2.2. Enquadramento do Turismo de Base Comunitária

2.2.2. Modelo de Desenvolvimento de Turismo de Base Comunitária

Um dos obstáculos ao turismo de base comunitária são as estruturas de poder tradicionais que promovem um poder desequilibrado (Giampiccoli & Kalis, 2012). Blackstock (2005) defende que é necessário desmantelar as barreiras impostas à participação comunitária, assim como é necessário permitir respostas coletivas aos problemas que surjam no seio local. Para tal, deve existir apoio por parte dos governos, do setor privado e de organizações não- governamentais, para que a comunidade local se torne num participante ativo (Kayat, 2014).

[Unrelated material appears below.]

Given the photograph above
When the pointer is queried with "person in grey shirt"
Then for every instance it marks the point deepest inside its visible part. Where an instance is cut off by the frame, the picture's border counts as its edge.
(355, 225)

Nessa sequência, salientando a importância da comunidade para a indústria do turismo, Okazaki (2008) apresenta um modelo de Turismo de Base Comunitária que tem como base o modelo Ladder of citizien participation de Arnstein (1969) e o Evolutionary model of

tourism partnerships de Selin & Chavez (1995).

No modelo apresentado pelo autor, encontram-se incluídos aspetos como a participação, redistribuição de poder, processo de colaboração e capital social. Este modelo tem como intuito apoiar a avaliação da participação de uma comunidade no processo de planeamento em turismo, e ajudar a compreender as ações necessárias a tomar para que o envolvimento comunitário no turismo aumente.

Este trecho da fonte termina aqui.